# A search for technosignatures from TRAPPIST-1, LHS 1140, and 10   planetary systems in the Kepler field with the Green Bank Telescope at   1.15-1.73 GHz

**Authors:** Pavlo Pinchuk, Jean-Luc Margot, Adam H. Greenberg, Thomas Ayalde, Chad, Bloxham, Arjun Boddu, Luis Gerardo Chinchilla-Garcia, Micah Cliffe, Sara, Gallagher, Kira Hart, Brayden Hesford, Inbal Mizrahi, Ruth Pike, Dominic, Rodger, Bade Sayki, Una Schneck, Aysen Tan, Yinxue "Yolanda" Xiao, Ryan S., Lynch

arXiv: 1901.04057 · 2019-02-27

## TL;DR

This study conducted a comprehensive search for technosignatures in multiple planetary systems using the Green Bank Telescope, developing an improved detection algorithm that significantly increased candidate detections and addressed common analysis issues.

## Contribution

The paper introduces an enhanced data processing algorithm that improves detection efficiency and addresses challenges in radio technosignature searches, applied to data from the Green Bank Telescope.

## Key findings

- Over 98% of signals identified as RFI
- 30 terrestrial-origin candidates detected outside RFI regions
- Algorithm increased candidate detections by over four times

## Abstract

As part of our ongoing search for technosignatures, we collected over three terabytes of data in May 2017 with the L-band receiver (1.15-1.73 GHz) of the 100 m diameter Green Bank Telescope.
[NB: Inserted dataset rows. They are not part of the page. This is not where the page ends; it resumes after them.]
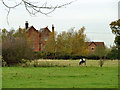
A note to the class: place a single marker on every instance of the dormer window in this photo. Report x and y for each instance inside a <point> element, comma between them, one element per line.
<point>46,37</point>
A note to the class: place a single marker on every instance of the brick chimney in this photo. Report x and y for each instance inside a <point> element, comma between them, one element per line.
<point>52,28</point>
<point>26,25</point>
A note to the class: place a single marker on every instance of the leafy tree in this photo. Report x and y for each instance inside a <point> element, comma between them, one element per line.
<point>64,43</point>
<point>100,52</point>
<point>72,43</point>
<point>115,26</point>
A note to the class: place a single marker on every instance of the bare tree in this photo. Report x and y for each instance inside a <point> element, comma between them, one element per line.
<point>33,7</point>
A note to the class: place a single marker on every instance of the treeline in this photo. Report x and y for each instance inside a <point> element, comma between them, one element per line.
<point>67,43</point>
<point>17,48</point>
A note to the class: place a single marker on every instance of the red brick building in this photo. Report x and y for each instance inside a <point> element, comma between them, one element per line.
<point>93,45</point>
<point>38,37</point>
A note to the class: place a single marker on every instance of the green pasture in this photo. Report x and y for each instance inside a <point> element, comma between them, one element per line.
<point>65,74</point>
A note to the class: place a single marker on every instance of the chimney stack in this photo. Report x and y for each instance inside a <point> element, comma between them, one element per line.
<point>52,28</point>
<point>26,25</point>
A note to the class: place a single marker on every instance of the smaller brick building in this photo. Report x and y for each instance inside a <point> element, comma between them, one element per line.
<point>93,45</point>
<point>37,37</point>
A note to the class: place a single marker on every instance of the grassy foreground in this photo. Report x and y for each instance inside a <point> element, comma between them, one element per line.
<point>90,76</point>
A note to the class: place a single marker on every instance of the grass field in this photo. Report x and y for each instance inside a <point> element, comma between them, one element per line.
<point>90,76</point>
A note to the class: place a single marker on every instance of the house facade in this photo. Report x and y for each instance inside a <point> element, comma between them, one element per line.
<point>37,37</point>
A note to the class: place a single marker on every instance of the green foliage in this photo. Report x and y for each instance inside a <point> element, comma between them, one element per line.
<point>72,42</point>
<point>115,26</point>
<point>15,47</point>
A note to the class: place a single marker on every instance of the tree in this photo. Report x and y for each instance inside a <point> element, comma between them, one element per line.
<point>72,42</point>
<point>15,47</point>
<point>100,52</point>
<point>64,43</point>
<point>50,44</point>
<point>32,7</point>
<point>115,27</point>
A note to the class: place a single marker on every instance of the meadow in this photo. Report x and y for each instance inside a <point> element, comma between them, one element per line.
<point>62,74</point>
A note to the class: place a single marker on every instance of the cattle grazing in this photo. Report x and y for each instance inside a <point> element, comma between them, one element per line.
<point>82,61</point>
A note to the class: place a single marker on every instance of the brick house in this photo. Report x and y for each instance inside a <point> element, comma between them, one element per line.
<point>37,37</point>
<point>93,45</point>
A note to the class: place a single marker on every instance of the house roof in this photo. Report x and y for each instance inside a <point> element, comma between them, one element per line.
<point>30,28</point>
<point>99,44</point>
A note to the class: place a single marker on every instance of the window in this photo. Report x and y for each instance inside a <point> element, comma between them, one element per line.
<point>33,47</point>
<point>45,38</point>
<point>32,39</point>
<point>92,48</point>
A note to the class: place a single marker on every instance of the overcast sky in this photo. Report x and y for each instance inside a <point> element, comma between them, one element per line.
<point>94,15</point>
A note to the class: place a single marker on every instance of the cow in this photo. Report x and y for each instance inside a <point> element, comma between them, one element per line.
<point>82,61</point>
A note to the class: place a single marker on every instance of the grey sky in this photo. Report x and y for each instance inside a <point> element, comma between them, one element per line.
<point>95,15</point>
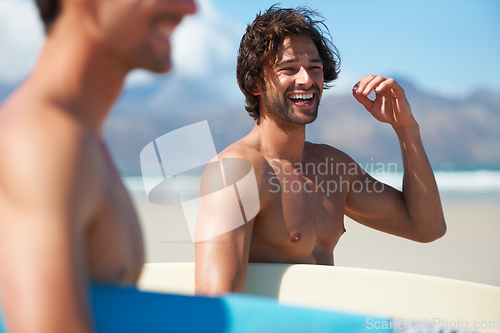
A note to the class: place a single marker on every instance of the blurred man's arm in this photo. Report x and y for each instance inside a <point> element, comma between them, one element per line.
<point>416,212</point>
<point>44,214</point>
<point>223,234</point>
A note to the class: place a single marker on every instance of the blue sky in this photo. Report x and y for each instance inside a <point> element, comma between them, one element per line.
<point>447,47</point>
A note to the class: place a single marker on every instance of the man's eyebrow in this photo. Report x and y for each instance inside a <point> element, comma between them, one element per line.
<point>290,61</point>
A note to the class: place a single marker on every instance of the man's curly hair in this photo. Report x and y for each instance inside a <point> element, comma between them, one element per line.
<point>49,10</point>
<point>259,47</point>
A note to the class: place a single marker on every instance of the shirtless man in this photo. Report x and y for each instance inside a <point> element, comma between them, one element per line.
<point>65,216</point>
<point>284,63</point>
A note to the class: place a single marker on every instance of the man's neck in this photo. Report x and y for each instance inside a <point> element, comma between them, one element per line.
<point>284,142</point>
<point>78,76</point>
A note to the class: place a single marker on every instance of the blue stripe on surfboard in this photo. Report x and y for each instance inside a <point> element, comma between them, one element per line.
<point>126,309</point>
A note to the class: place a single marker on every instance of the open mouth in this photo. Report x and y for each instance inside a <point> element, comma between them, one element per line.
<point>302,98</point>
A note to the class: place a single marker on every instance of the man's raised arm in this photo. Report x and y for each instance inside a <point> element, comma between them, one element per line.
<point>229,204</point>
<point>416,213</point>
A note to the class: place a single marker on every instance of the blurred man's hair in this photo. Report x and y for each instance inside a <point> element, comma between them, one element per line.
<point>49,10</point>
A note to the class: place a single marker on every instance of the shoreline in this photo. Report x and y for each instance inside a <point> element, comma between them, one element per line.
<point>469,250</point>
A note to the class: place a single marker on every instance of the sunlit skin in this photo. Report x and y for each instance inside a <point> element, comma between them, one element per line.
<point>65,216</point>
<point>300,221</point>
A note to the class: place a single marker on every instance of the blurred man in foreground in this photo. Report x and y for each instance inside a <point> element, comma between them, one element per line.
<point>65,216</point>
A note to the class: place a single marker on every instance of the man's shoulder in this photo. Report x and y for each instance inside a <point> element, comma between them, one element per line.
<point>322,151</point>
<point>40,145</point>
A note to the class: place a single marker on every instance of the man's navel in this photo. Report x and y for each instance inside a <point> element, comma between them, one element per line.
<point>296,237</point>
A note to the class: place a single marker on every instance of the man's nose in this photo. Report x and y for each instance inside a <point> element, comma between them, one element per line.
<point>183,7</point>
<point>304,78</point>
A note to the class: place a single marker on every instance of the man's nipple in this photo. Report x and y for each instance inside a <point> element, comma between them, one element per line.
<point>295,237</point>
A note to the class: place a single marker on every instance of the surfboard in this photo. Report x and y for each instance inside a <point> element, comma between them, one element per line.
<point>427,300</point>
<point>296,298</point>
<point>126,309</point>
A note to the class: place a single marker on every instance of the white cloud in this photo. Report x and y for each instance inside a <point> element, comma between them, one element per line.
<point>21,37</point>
<point>204,44</point>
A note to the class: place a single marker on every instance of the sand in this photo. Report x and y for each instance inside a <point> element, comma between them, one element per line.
<point>469,251</point>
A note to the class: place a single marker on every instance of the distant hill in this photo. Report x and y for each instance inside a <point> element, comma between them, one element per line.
<point>457,133</point>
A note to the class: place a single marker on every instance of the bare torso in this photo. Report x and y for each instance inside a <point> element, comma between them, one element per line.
<point>114,243</point>
<point>304,216</point>
<point>101,208</point>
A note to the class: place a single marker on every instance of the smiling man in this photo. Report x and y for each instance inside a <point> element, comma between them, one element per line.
<point>65,216</point>
<point>285,61</point>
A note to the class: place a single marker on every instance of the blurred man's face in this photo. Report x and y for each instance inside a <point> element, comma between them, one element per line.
<point>138,31</point>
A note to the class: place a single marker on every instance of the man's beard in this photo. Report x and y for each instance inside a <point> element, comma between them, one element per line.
<point>282,109</point>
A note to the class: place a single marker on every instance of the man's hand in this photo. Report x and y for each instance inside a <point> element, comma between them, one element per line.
<point>390,104</point>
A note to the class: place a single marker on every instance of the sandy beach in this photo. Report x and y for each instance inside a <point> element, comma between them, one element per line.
<point>469,251</point>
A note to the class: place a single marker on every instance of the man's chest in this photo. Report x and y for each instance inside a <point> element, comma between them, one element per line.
<point>304,212</point>
<point>115,239</point>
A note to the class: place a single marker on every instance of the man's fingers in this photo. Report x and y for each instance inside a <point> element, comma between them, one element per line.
<point>390,86</point>
<point>365,101</point>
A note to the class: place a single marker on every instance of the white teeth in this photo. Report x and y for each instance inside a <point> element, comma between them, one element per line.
<point>301,96</point>
<point>165,32</point>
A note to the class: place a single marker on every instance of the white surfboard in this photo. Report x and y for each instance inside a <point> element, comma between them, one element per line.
<point>402,296</point>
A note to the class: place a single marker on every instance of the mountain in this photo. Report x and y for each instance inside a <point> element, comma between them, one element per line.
<point>457,133</point>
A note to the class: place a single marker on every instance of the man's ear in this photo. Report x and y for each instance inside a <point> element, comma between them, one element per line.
<point>256,89</point>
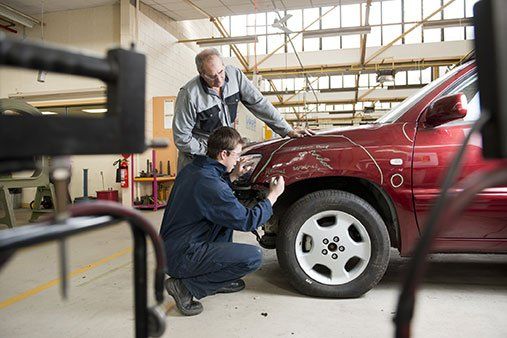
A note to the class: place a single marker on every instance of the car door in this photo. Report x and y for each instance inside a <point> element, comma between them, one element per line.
<point>483,226</point>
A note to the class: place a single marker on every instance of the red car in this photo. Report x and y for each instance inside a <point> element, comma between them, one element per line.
<point>353,193</point>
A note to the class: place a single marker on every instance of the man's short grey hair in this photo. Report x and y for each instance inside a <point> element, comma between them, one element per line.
<point>202,57</point>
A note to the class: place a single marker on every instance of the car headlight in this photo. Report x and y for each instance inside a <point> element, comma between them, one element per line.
<point>252,160</point>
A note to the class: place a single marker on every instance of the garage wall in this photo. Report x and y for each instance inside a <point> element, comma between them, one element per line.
<point>91,31</point>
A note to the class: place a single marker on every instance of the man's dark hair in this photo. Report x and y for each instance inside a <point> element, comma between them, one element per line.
<point>224,138</point>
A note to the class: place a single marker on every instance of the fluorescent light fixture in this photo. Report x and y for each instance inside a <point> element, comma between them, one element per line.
<point>16,16</point>
<point>321,33</point>
<point>226,41</point>
<point>95,110</point>
<point>41,76</point>
<point>384,76</point>
<point>448,23</point>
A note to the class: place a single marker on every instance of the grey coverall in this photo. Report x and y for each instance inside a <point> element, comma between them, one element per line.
<point>199,111</point>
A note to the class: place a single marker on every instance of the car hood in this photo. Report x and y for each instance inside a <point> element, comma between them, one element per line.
<point>308,141</point>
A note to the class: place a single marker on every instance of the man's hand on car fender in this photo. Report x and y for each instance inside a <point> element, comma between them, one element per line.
<point>300,133</point>
<point>276,188</point>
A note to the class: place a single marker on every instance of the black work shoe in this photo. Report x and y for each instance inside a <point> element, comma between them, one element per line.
<point>183,298</point>
<point>235,286</point>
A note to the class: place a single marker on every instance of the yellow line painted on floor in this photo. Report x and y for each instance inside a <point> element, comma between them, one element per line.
<point>45,286</point>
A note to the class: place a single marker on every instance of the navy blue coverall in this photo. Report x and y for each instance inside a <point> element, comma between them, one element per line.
<point>197,229</point>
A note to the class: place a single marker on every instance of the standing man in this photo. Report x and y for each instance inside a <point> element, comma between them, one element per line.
<point>210,100</point>
<point>199,221</point>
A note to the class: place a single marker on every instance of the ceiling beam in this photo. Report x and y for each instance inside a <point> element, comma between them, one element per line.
<point>343,101</point>
<point>290,40</point>
<point>223,31</point>
<point>363,48</point>
<point>390,44</point>
<point>348,69</point>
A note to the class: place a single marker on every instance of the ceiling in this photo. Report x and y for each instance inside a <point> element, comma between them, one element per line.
<point>180,9</point>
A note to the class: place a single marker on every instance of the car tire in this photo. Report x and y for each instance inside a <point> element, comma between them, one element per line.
<point>343,235</point>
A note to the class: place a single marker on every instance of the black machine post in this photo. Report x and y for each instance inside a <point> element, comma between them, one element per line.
<point>123,71</point>
<point>491,50</point>
<point>120,131</point>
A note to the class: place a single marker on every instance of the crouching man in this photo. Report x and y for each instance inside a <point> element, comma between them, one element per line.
<point>200,218</point>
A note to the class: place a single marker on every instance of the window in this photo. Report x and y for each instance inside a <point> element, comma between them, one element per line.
<point>238,23</point>
<point>309,16</point>
<point>311,45</point>
<point>432,35</point>
<point>391,11</point>
<point>336,81</point>
<point>454,10</point>
<point>414,36</point>
<point>429,6</point>
<point>389,33</point>
<point>469,7</point>
<point>351,41</point>
<point>454,34</point>
<point>412,10</point>
<point>295,23</point>
<point>350,16</point>
<point>374,14</point>
<point>331,19</point>
<point>374,38</point>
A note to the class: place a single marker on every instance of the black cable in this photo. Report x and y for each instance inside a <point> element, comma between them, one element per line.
<point>406,301</point>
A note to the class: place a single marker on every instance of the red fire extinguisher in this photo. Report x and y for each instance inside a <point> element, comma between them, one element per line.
<point>122,172</point>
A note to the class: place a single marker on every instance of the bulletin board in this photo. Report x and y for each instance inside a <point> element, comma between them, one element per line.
<point>163,113</point>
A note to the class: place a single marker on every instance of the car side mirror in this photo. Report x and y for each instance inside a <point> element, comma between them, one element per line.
<point>446,109</point>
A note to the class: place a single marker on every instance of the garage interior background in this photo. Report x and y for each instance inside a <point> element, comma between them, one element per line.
<point>319,80</point>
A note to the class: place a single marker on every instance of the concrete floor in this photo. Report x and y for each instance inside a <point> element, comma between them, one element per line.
<point>463,296</point>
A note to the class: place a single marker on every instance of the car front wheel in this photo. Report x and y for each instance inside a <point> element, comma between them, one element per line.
<point>333,244</point>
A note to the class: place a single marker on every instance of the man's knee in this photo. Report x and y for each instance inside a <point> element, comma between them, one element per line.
<point>253,260</point>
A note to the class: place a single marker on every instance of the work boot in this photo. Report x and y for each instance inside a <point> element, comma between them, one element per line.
<point>183,298</point>
<point>235,286</point>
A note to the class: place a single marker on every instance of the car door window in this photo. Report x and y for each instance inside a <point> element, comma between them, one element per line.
<point>470,88</point>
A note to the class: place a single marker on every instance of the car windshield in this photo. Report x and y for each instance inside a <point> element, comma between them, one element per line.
<point>400,109</point>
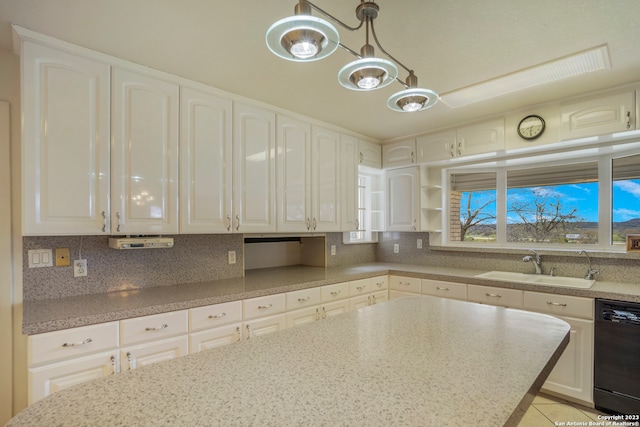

These observations focused primarily on planetary systems in the Kepler field, but also included scans of the recently discovered TRAPPIST-1 and LHS 1140 systems. We present the results of our search for narrowband signals in this data set with techniques that are generally similar to those described by Margot et al. (2018). Our improved data processing pipeline classified over $98\%$ of the $\sim$ 6 million detected signals as anthropogenic Radio Frequency Interference (RFI). Of the remaining candidates, 30 were detected outside of densely populated frequency regions attributable to RFI. These candidates were carefully examined and determined to be of terrestrial origin. We discuss the problems associated with the common practice of ignoring frequency space around candidate detections in radio technosignature detection pipelines. These problems include inaccurate estimates of figures of merit and unreliable upper limits on the prevalence of technosignatures. We present an algorithm that mitigates these problems and improves the efficiency of the search. Specifically, our new algorithm increases the number of candidate detections by a factor of more than four compared to Margot et al. (2018).